In this case, since there is no one balancing on the other side, the seesaw is not in equilibrium. The child's weight creates a torque that will cause the seesaw to rotate.
The torque can be calculated as:
τ = r * F,
where r is the distance from the pivot point to the point where the force is applied (in this case, the child's position), and F is the force acting at that point.
In this case, the child's weight is the force acting on the seesaw, and it can be calculated as:
F = m * g,
where m is the mass of the child, and g is the acceleration due to gravity. We can assume that the mass of the child is given.
Now we can calculate the torque:
τ = 2.14 m * (m * g).
Next, we need to determine the moment of inertia of the seesaw, which depends on its shape and distribution of mass. In this case, since the seesaw is described as having negligible weight, we can assume that its moment of inertia is also negligible.
Therefore, the moment of inertia, I, can be considered as zero.
Now we can calculate the angular acceleration:
α = τ / I = (2.14 m * m * g) / 0 = undefined.

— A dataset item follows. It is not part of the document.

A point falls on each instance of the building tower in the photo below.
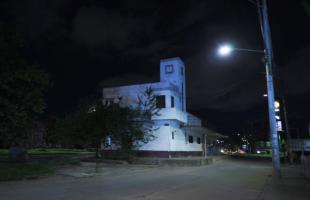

The angular acceleration is undefined in this case because there is no moment of inertia for the seesaw. This indicates that the seesaw will not rotate in response to the child's weight.
As for the tangential linear acceleration of the child, since the child is sitting at one end of the seesaw, there is no motion along the tangent direction. Therefore, the tangential linear acceleration of the child is zero.